Reading designer’s notes and discussions, it is clear that this game implicitly acknowledges that a strict turn-by-turn clock doesn’t actually work. The creators explain in detail that there is not a specific “turn length” designated for this game. Rather, it is up to the scenario designer to create a scenario with the right number of turns so as to match the on-screen version to the duration (and sweep) of the battle itself.
![](https://ettubluto.wordpress.com/wp-content/uploads/2022/03/starlite2.jpg?w=1024)
Following that extraordinarily-lengthy introduction, I’ll opine this game does seem to hit the sweet spot. Better than all the other treatments of this battle that I’ve gone through, Campaign Series: Vietnam‘s Starlite gives me a sense of “experiencing” the battle that I’ve read about. The platoon-scale is a good match for this multi-day engagement; providing tactical options at key points without requiring micromanagement of individual fire teams. The map size (and this is a big map) fits very well too. Included on-map are the air bases providing helicopter support and the offshore naval guns accompanying the amphibious forces. Add to that (and assuming I can remember to watch my fuel levels), I can again remark that this is the best treatment of helicopter and close-air support that I’ve played with to date.
Nonetheless, there are still ways that the game feels hobbled by its pedigree. There are places in the game when I think – wouldn’t it have been so much easier on the player to have done this another way? In many cases, probably it would be. It occurs to me that, while acknowledging all the upgrades that have been made, this is all built on the foundation of the decades-old Tiller substructure.
I am writing this whole post before I’ve actually completed the scenario and I do so somewhat deliberately. I’d rather my commentary not be about my ability or (more likely) inability to perform well, either relative to the historical situation or the game’s victory point scoring. Instead, I wish to form an impression relative to (what I remember of) the description of the battle in The First Fight. It is by that measure that I feel this game is doing me right with how it simulates the results of my decisions.
Before I go, I’ll repeat one other of my speculations. Part of the reason a scenario like this one can work so well is its asymmetry. It is clear that Operation Starlite could be played as the communists against a U.S. AI player; I won’t even bother to try. The commie AI works because the VC units have little to do except try to hold the victory locations to which they’ve been assigned. The “smarts” is in the scenario design, which sets up those defensive positions at game’s start. The only “intelligence” that might occasionally be required is to counter-strike if the human player mistakenly exposes units or to execute a “strategic withdrawal,” as was the typical VC endgame in Vietnam. In other words, the computer opponent does not have to be good with tactics. Further, there is plenty of opportunity to fix whatever problems remain with some well-applied scripting.

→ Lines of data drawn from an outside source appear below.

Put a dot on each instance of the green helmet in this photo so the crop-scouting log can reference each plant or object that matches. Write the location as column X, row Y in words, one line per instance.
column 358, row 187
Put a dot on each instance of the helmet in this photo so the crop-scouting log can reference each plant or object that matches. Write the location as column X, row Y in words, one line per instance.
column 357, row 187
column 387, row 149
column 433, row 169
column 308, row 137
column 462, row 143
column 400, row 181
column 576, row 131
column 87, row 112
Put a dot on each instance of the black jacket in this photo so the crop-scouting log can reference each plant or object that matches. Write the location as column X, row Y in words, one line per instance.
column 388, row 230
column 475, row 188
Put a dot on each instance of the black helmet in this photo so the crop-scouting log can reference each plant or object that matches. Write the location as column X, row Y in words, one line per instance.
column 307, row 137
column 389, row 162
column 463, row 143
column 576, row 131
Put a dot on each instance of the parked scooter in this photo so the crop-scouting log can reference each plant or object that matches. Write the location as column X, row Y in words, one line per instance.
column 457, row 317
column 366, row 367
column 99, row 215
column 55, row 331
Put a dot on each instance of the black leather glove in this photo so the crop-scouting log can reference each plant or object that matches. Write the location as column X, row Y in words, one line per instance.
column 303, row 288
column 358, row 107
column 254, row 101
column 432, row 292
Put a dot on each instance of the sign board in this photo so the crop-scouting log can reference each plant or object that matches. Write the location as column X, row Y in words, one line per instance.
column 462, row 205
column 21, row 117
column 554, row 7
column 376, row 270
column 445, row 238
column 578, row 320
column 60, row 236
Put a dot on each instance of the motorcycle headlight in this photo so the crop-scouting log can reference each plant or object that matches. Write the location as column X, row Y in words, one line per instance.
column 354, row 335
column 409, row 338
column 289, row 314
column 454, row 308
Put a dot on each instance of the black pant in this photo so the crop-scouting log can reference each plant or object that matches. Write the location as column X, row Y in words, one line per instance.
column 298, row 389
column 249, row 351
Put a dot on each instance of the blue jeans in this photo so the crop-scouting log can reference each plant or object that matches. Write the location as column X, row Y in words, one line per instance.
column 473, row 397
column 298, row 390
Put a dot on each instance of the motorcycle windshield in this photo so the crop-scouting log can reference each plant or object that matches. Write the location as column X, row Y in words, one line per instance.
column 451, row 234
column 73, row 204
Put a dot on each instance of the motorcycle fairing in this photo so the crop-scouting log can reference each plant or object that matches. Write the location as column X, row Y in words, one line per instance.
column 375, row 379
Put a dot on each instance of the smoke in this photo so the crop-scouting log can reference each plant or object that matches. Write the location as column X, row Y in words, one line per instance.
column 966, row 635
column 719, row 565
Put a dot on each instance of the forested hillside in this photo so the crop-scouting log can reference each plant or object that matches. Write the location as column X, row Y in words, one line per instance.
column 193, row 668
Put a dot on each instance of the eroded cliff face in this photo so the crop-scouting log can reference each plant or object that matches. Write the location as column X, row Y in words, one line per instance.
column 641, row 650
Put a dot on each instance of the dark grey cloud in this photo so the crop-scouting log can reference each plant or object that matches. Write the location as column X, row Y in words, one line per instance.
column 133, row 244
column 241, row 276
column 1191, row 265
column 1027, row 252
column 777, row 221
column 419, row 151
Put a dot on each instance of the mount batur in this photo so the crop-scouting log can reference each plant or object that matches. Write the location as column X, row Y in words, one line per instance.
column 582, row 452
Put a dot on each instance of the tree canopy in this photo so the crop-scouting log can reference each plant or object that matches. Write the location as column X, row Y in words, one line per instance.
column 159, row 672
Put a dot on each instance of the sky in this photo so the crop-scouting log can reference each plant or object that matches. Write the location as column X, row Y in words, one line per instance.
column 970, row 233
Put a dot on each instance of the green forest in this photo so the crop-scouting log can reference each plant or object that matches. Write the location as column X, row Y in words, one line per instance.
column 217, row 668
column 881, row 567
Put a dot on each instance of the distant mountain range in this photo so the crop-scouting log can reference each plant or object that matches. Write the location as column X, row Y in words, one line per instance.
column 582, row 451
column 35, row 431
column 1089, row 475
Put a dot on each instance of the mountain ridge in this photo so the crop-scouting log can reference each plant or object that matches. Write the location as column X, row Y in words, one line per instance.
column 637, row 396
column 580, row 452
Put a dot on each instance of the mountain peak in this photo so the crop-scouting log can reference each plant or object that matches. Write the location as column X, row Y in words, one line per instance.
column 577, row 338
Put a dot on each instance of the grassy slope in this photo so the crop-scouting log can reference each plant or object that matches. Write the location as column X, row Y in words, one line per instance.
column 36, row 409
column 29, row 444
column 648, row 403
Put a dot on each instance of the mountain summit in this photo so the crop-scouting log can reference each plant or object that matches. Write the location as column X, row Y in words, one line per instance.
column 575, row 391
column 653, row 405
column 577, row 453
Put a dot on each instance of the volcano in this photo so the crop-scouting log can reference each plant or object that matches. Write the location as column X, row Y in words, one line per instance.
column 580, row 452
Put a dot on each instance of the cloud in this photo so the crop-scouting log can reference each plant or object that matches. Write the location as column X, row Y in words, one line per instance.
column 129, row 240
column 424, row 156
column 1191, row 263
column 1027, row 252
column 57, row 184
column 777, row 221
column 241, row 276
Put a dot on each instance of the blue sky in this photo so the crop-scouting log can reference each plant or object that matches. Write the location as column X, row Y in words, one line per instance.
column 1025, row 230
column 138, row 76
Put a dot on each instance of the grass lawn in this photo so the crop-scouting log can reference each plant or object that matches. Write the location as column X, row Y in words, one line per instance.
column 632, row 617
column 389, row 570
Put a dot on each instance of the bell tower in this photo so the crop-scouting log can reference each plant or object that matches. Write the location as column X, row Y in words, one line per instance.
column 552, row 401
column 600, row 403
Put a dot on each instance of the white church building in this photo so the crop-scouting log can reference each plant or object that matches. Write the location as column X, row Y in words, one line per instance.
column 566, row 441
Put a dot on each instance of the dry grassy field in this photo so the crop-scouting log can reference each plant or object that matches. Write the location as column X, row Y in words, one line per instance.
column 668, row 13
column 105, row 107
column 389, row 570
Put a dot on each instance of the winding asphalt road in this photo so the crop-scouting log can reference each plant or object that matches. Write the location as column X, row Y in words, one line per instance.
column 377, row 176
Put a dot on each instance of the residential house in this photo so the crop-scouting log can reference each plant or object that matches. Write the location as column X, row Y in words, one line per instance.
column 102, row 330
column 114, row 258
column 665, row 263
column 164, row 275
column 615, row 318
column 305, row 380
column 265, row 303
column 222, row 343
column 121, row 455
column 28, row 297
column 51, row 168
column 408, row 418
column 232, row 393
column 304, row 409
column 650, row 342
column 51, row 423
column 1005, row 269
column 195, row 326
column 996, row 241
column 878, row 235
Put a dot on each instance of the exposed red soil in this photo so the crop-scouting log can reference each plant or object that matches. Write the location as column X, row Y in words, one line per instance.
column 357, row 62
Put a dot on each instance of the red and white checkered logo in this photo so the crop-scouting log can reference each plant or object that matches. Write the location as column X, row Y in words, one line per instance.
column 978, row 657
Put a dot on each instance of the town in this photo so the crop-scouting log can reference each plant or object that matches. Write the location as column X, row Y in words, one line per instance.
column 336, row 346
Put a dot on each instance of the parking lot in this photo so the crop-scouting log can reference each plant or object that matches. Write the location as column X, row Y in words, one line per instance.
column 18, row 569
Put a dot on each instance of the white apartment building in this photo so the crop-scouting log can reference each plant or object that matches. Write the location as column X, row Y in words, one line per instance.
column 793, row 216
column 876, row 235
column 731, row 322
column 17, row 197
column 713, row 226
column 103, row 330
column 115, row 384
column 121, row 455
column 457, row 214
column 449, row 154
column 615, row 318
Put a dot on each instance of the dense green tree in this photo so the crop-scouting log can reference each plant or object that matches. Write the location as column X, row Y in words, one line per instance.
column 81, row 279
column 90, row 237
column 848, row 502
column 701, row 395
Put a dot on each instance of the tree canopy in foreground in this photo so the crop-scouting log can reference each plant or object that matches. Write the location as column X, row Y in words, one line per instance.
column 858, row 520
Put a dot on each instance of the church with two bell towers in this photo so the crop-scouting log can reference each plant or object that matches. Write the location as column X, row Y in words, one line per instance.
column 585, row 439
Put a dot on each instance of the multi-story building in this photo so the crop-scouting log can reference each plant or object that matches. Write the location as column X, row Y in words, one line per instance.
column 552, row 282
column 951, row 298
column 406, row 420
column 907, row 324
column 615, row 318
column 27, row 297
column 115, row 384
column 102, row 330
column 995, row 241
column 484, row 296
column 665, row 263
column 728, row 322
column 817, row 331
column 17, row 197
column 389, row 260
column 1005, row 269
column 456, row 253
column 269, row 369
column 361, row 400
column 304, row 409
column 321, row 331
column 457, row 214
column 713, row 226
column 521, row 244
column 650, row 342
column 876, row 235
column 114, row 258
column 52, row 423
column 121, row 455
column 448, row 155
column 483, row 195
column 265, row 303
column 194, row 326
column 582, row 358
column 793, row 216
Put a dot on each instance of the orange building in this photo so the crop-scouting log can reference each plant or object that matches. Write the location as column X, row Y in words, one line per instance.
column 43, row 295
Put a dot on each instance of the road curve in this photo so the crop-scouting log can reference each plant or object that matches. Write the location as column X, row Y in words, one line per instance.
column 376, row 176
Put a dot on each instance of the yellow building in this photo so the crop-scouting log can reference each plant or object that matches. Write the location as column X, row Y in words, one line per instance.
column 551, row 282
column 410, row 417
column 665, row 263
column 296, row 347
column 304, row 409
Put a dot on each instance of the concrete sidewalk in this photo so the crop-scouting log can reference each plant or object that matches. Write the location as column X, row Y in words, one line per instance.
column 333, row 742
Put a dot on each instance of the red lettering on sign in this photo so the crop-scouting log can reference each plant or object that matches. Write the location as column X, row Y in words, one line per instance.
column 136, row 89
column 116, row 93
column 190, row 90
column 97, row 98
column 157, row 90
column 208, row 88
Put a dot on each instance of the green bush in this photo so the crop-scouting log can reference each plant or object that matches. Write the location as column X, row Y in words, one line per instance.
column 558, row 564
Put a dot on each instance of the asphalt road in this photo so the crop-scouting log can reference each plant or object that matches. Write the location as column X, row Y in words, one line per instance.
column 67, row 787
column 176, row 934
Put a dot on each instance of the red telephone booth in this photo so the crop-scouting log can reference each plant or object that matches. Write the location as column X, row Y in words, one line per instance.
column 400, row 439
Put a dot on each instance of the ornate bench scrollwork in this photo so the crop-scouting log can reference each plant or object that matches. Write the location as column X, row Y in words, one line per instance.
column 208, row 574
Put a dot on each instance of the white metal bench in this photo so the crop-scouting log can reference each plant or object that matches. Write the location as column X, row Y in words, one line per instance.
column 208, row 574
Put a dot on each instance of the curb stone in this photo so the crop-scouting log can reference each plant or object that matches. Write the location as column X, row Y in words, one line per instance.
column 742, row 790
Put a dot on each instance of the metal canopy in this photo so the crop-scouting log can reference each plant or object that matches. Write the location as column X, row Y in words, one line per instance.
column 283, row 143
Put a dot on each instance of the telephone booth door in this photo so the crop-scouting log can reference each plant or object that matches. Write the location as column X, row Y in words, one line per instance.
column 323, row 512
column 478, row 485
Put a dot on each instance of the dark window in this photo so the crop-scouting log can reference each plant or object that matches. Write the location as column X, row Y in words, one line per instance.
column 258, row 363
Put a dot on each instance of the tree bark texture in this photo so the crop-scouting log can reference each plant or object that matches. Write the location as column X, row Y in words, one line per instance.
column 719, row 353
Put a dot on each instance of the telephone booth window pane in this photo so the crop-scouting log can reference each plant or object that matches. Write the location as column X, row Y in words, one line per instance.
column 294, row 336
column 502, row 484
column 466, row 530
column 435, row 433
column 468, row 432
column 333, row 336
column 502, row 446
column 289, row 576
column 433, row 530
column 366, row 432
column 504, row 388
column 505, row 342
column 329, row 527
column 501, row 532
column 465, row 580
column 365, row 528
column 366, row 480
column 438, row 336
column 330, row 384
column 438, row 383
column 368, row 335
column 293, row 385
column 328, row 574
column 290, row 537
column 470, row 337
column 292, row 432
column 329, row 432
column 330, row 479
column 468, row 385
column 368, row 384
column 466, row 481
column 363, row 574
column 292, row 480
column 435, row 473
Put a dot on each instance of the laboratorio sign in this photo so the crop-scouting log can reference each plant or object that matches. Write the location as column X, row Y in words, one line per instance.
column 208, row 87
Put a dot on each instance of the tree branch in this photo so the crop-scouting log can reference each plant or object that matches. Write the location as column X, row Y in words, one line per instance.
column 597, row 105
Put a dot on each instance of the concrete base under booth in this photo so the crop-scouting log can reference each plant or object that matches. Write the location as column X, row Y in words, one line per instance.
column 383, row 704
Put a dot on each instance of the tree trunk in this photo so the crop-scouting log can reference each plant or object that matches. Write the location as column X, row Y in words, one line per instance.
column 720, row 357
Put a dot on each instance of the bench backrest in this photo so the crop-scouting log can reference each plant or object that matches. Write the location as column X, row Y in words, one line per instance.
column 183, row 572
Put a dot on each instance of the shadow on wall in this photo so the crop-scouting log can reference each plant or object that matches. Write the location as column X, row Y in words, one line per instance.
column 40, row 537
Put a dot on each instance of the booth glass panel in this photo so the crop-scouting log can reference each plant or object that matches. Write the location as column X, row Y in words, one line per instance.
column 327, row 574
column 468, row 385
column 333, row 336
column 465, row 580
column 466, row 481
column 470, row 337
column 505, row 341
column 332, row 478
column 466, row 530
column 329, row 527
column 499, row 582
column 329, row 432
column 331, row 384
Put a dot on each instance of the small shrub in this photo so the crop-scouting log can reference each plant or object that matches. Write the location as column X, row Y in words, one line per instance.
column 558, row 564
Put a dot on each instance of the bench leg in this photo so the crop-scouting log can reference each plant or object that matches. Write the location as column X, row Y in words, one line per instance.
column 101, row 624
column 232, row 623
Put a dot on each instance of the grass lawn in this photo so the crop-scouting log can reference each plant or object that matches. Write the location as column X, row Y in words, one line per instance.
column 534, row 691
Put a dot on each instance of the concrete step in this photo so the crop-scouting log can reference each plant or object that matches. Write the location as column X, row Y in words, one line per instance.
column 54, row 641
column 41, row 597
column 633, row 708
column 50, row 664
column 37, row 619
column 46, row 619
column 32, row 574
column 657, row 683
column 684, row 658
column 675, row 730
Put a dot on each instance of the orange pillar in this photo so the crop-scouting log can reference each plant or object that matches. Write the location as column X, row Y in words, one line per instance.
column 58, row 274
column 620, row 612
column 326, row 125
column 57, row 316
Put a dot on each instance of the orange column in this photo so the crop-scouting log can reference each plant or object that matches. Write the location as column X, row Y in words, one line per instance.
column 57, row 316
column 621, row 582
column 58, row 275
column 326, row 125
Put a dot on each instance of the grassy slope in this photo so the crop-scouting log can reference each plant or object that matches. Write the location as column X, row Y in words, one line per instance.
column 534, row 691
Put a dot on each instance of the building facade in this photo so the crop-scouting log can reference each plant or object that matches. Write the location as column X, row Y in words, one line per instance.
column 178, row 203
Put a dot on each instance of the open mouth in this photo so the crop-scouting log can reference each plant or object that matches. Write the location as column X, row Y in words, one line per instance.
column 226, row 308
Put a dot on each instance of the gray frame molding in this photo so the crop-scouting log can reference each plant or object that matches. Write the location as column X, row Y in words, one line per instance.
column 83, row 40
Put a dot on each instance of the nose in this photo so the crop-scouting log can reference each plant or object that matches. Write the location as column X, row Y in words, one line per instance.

*If you are willing to acknowledge the Operation Starlight card in Fire in the Lake as a strategic-level and extremely abstract model of the battle, I can take credit for that down to the FPS level, all for the same fight. The card, played for the event, either eliminates a base-adjacent coastal province’s VC build up or “hides” them underground, depending on which “side” executes and assuming an imaginative interpretation of the resulting actions. All of this takes place without any operation or any combat, at least in the way that Fire in the Lake would normally simulate such.